The US’ Export-Import Bank has tweaked the loan it is providing to the Mozambique LNG project to include work offshore.
The scale of the facility was also reduced, from $5 billion to $4.7bn. The debt will help support 16,700 jobs in the US over five years, EXIM said. It will also nearly double the number of US suppliers involved, to 68, up by 31.
The bank had first approved a loan for the Mozambique project in September 2019. Of the debt amount, an estimated $1.8bn will go to offshore works on the East African development.
The new side of the loan will add in suppliers from two more states, Louisiana and Oklahoma. Follow-on sales are expected to provide more jobs across the US, it said.
“EXIM’s financing for the Mozambique LNG project continues to strongly support President Trump’s Prosper Africa Initiative to unlock opportunities for US businesses in Africa,” said EXIM president and chairman Kimberly Reed.
The official went on to say that private financing had not been available for Mozambique LNG because of its “size, complexity and risk”.
There also seems to have been a degree of geopolitical completion, with Reed saying that China and Russia had been “slated to finance this deal before our EXIM board quorum was restored by the US Senate one year ago.”
Support from the US president and a bipartisan Congress would help “ensure the use of ‘Made in the USA’ products and services, without ceding ground to countries like China and Russia”, the EXIM head said.
The statement directly referenced the desire to advance the US’ place in the world with respect to China.
The Prosper Africa plan was launched in December 2018 with the aim of stimulating trade between the US and China.
Work on Mozambique LNG ground to a halt in mid-April owing to an outbreak of coronavirus in the area.

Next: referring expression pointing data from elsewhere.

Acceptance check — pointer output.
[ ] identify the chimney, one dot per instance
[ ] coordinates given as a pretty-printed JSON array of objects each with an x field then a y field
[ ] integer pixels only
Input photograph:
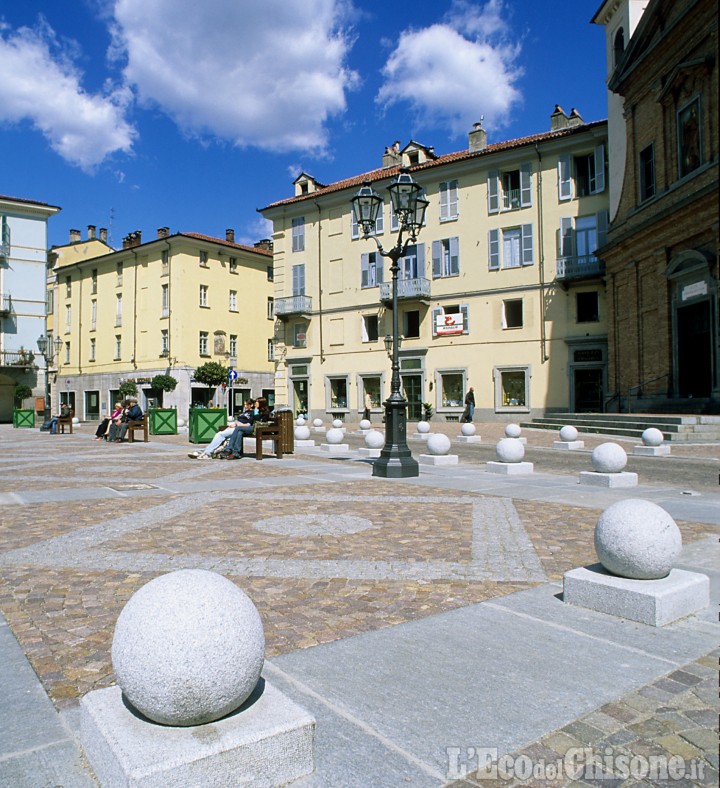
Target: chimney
[
  {"x": 477, "y": 138},
  {"x": 558, "y": 119},
  {"x": 392, "y": 157}
]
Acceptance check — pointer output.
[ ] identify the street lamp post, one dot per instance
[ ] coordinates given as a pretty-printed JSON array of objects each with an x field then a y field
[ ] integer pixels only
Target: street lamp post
[
  {"x": 395, "y": 461},
  {"x": 48, "y": 350}
]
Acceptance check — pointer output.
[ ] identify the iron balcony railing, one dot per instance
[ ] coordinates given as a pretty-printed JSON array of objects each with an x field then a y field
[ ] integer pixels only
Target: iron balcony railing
[
  {"x": 579, "y": 267},
  {"x": 407, "y": 288},
  {"x": 293, "y": 305}
]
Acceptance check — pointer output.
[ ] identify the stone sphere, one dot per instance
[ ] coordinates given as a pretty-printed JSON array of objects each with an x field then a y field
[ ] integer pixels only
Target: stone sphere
[
  {"x": 188, "y": 648},
  {"x": 609, "y": 458},
  {"x": 438, "y": 444},
  {"x": 510, "y": 450},
  {"x": 374, "y": 439},
  {"x": 334, "y": 435},
  {"x": 637, "y": 539},
  {"x": 652, "y": 436},
  {"x": 568, "y": 433},
  {"x": 513, "y": 431}
]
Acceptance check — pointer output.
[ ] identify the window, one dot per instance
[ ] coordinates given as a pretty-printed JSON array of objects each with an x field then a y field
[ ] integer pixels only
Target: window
[
  {"x": 588, "y": 307},
  {"x": 411, "y": 323},
  {"x": 448, "y": 201},
  {"x": 517, "y": 247},
  {"x": 371, "y": 269},
  {"x": 203, "y": 344},
  {"x": 689, "y": 138},
  {"x": 512, "y": 316},
  {"x": 299, "y": 279},
  {"x": 446, "y": 257},
  {"x": 298, "y": 234},
  {"x": 370, "y": 328},
  {"x": 647, "y": 173}
]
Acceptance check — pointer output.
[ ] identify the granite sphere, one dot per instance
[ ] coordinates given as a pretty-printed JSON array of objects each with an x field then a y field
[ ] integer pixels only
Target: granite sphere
[
  {"x": 568, "y": 433},
  {"x": 637, "y": 539},
  {"x": 438, "y": 444},
  {"x": 510, "y": 450},
  {"x": 652, "y": 437},
  {"x": 513, "y": 431},
  {"x": 188, "y": 648},
  {"x": 609, "y": 458},
  {"x": 374, "y": 439},
  {"x": 334, "y": 435}
]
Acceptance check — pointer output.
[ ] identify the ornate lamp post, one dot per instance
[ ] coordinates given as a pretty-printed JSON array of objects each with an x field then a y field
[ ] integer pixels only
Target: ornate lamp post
[
  {"x": 395, "y": 461},
  {"x": 48, "y": 350}
]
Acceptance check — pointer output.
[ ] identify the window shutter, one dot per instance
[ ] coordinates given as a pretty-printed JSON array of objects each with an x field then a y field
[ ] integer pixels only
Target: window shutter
[
  {"x": 526, "y": 243},
  {"x": 567, "y": 237},
  {"x": 454, "y": 256},
  {"x": 599, "y": 170},
  {"x": 494, "y": 249},
  {"x": 437, "y": 259},
  {"x": 564, "y": 185},
  {"x": 493, "y": 187},
  {"x": 526, "y": 185}
]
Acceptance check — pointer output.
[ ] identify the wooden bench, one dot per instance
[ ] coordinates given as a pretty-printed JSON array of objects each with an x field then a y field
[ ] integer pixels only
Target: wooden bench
[{"x": 140, "y": 424}]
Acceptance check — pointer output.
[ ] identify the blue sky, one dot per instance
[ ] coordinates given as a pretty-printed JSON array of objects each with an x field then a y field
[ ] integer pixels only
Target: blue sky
[{"x": 139, "y": 114}]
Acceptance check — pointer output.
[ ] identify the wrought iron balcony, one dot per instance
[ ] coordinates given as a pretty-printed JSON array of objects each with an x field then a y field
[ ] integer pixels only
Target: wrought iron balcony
[
  {"x": 293, "y": 305},
  {"x": 579, "y": 267},
  {"x": 419, "y": 289}
]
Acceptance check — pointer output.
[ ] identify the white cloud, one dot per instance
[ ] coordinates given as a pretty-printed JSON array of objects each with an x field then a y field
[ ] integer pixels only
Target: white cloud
[
  {"x": 41, "y": 84},
  {"x": 267, "y": 74},
  {"x": 453, "y": 72}
]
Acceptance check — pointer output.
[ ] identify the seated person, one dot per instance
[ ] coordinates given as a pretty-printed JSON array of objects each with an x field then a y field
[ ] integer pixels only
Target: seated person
[
  {"x": 244, "y": 418},
  {"x": 102, "y": 430},
  {"x": 261, "y": 412}
]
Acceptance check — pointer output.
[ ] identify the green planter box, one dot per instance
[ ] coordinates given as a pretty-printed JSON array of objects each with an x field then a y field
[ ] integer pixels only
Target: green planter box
[
  {"x": 205, "y": 422},
  {"x": 162, "y": 421},
  {"x": 23, "y": 418}
]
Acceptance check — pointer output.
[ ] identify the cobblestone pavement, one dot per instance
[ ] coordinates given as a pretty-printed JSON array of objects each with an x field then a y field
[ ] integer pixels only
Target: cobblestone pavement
[{"x": 324, "y": 550}]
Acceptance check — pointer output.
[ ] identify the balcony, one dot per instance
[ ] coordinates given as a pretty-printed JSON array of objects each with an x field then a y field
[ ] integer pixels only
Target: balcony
[
  {"x": 579, "y": 267},
  {"x": 417, "y": 289},
  {"x": 294, "y": 305}
]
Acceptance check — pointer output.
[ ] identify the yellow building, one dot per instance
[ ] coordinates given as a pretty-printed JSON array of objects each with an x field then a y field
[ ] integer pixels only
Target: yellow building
[
  {"x": 166, "y": 306},
  {"x": 502, "y": 291}
]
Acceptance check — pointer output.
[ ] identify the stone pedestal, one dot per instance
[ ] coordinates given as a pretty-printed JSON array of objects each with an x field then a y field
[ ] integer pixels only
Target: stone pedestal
[
  {"x": 569, "y": 445},
  {"x": 438, "y": 459},
  {"x": 653, "y": 451},
  {"x": 509, "y": 468},
  {"x": 269, "y": 741},
  {"x": 653, "y": 602},
  {"x": 597, "y": 479}
]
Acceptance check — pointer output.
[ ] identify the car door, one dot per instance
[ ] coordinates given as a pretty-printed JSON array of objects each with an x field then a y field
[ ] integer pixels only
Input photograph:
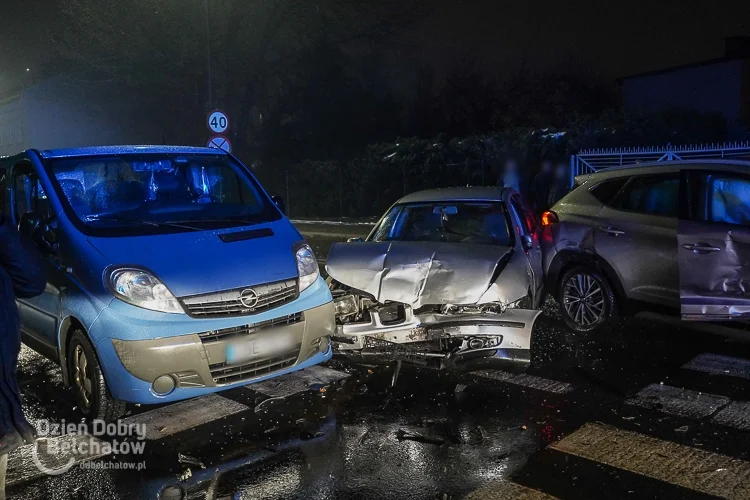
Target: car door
[
  {"x": 714, "y": 246},
  {"x": 39, "y": 315},
  {"x": 636, "y": 234},
  {"x": 529, "y": 231}
]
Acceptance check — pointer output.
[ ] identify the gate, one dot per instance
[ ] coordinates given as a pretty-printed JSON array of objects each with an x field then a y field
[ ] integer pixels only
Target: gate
[{"x": 593, "y": 160}]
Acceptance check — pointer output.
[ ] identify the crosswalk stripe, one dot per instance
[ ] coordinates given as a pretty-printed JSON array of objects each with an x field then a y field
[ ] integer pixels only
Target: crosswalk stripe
[
  {"x": 531, "y": 381},
  {"x": 56, "y": 454},
  {"x": 185, "y": 415},
  {"x": 299, "y": 381},
  {"x": 503, "y": 490},
  {"x": 735, "y": 415},
  {"x": 679, "y": 465},
  {"x": 716, "y": 364},
  {"x": 680, "y": 402}
]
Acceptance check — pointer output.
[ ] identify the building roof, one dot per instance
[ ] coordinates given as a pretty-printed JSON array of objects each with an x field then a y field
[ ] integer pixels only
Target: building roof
[
  {"x": 671, "y": 69},
  {"x": 454, "y": 194},
  {"x": 118, "y": 150}
]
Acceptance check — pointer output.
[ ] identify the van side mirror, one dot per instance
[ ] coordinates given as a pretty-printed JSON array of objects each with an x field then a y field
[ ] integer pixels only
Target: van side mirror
[
  {"x": 32, "y": 226},
  {"x": 279, "y": 201}
]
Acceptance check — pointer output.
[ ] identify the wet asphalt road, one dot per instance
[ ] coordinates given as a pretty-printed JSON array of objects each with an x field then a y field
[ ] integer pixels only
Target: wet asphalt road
[{"x": 648, "y": 411}]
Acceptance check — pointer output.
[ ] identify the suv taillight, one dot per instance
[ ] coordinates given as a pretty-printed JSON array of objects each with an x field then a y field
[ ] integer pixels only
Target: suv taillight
[{"x": 549, "y": 217}]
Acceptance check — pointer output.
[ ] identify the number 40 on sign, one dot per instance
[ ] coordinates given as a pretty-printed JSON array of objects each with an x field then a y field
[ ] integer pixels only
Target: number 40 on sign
[{"x": 218, "y": 122}]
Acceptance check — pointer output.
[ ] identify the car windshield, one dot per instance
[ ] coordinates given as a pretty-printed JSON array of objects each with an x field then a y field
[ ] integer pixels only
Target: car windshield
[
  {"x": 449, "y": 222},
  {"x": 170, "y": 192}
]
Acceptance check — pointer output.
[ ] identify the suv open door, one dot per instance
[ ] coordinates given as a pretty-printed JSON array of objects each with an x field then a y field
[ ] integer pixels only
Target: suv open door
[{"x": 714, "y": 245}]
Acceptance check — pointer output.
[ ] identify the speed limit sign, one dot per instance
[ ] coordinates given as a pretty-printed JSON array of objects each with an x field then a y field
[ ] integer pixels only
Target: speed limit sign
[{"x": 218, "y": 122}]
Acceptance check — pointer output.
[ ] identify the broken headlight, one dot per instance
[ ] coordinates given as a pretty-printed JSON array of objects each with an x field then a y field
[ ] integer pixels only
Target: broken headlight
[
  {"x": 346, "y": 305},
  {"x": 141, "y": 288},
  {"x": 307, "y": 266}
]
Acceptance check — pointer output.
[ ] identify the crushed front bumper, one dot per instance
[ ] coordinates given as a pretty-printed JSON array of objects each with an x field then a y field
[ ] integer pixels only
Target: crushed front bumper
[{"x": 457, "y": 336}]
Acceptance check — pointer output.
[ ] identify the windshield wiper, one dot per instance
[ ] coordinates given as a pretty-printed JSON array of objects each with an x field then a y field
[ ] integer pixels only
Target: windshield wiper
[
  {"x": 236, "y": 222},
  {"x": 117, "y": 218}
]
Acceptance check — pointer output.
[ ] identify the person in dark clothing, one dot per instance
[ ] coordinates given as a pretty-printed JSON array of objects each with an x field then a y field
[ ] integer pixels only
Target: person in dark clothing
[
  {"x": 22, "y": 275},
  {"x": 560, "y": 184},
  {"x": 540, "y": 187},
  {"x": 511, "y": 177}
]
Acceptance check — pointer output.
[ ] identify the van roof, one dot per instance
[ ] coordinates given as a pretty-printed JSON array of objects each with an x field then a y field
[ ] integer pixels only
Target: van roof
[{"x": 118, "y": 150}]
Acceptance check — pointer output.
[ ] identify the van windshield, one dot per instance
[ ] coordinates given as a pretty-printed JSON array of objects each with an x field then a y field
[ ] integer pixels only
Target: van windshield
[{"x": 160, "y": 193}]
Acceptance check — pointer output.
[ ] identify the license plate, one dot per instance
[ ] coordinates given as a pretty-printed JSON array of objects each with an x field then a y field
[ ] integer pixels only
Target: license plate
[{"x": 261, "y": 347}]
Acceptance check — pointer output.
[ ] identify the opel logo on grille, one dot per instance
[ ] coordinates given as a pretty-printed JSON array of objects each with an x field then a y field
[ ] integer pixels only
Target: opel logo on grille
[{"x": 249, "y": 298}]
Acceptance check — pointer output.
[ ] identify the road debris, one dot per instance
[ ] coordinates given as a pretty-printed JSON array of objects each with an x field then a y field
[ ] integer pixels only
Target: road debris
[
  {"x": 402, "y": 435},
  {"x": 188, "y": 460}
]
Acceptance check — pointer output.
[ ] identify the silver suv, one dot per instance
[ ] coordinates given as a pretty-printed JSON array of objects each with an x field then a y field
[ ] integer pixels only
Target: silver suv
[{"x": 672, "y": 236}]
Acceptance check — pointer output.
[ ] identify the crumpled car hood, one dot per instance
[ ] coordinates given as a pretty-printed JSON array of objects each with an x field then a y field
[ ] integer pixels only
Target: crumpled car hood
[{"x": 417, "y": 273}]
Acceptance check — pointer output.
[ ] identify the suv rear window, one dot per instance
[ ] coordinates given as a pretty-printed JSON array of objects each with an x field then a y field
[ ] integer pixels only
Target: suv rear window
[
  {"x": 607, "y": 190},
  {"x": 650, "y": 194}
]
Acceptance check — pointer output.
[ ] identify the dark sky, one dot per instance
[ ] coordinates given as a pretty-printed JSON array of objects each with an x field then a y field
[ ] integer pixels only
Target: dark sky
[
  {"x": 611, "y": 37},
  {"x": 605, "y": 37}
]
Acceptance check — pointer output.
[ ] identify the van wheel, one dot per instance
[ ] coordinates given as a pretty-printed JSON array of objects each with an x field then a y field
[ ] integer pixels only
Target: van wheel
[
  {"x": 588, "y": 303},
  {"x": 87, "y": 381}
]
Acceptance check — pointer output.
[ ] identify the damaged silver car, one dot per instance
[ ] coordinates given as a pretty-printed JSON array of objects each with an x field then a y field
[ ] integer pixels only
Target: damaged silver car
[
  {"x": 450, "y": 274},
  {"x": 668, "y": 238}
]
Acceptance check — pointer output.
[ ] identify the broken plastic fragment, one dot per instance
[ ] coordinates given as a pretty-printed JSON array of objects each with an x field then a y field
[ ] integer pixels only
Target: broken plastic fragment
[
  {"x": 186, "y": 475},
  {"x": 186, "y": 459}
]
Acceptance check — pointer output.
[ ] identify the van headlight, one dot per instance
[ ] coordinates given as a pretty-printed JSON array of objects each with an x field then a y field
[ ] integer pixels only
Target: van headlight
[
  {"x": 143, "y": 289},
  {"x": 307, "y": 266}
]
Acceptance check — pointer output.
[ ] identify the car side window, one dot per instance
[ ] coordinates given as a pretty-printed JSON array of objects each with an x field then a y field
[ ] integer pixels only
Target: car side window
[
  {"x": 650, "y": 194},
  {"x": 606, "y": 191},
  {"x": 728, "y": 198},
  {"x": 525, "y": 214}
]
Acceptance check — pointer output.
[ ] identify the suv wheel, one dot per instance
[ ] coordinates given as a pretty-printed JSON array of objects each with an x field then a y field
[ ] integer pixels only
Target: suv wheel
[
  {"x": 587, "y": 301},
  {"x": 87, "y": 381}
]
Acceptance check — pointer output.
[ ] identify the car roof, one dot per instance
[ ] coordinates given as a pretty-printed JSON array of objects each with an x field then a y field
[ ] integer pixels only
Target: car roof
[
  {"x": 118, "y": 150},
  {"x": 455, "y": 194},
  {"x": 665, "y": 167}
]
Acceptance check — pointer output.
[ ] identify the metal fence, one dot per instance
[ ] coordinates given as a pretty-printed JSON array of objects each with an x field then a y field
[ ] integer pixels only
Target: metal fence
[{"x": 593, "y": 160}]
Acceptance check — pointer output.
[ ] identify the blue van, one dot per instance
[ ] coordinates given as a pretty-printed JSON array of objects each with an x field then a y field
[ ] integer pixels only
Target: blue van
[{"x": 172, "y": 274}]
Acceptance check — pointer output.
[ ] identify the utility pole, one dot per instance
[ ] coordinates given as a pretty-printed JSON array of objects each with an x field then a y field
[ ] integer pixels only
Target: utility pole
[{"x": 208, "y": 58}]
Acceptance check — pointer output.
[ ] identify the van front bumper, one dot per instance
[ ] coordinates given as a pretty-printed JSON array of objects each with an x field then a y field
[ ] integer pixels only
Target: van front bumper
[{"x": 147, "y": 367}]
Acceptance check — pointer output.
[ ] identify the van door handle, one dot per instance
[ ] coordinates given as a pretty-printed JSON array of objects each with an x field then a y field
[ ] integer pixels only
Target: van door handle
[{"x": 700, "y": 248}]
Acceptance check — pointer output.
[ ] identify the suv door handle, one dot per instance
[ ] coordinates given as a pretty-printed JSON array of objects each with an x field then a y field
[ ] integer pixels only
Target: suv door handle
[{"x": 700, "y": 248}]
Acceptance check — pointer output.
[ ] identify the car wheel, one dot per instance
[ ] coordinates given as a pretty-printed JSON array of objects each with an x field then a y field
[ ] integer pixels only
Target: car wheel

Despite this, contract awards have continued.
Portugal’s Mota-Engil in partnership with Belgium’s Besix won a $365 million contract from the CCS contractor group at the end of April for a pier bridge and offloading facility. Work should take 32 months.
The US’ W-Industries also announced it had won work on onshore subsea support modules for the Golfinho field. The company did not reveal the value of the contract, describing it only as significant.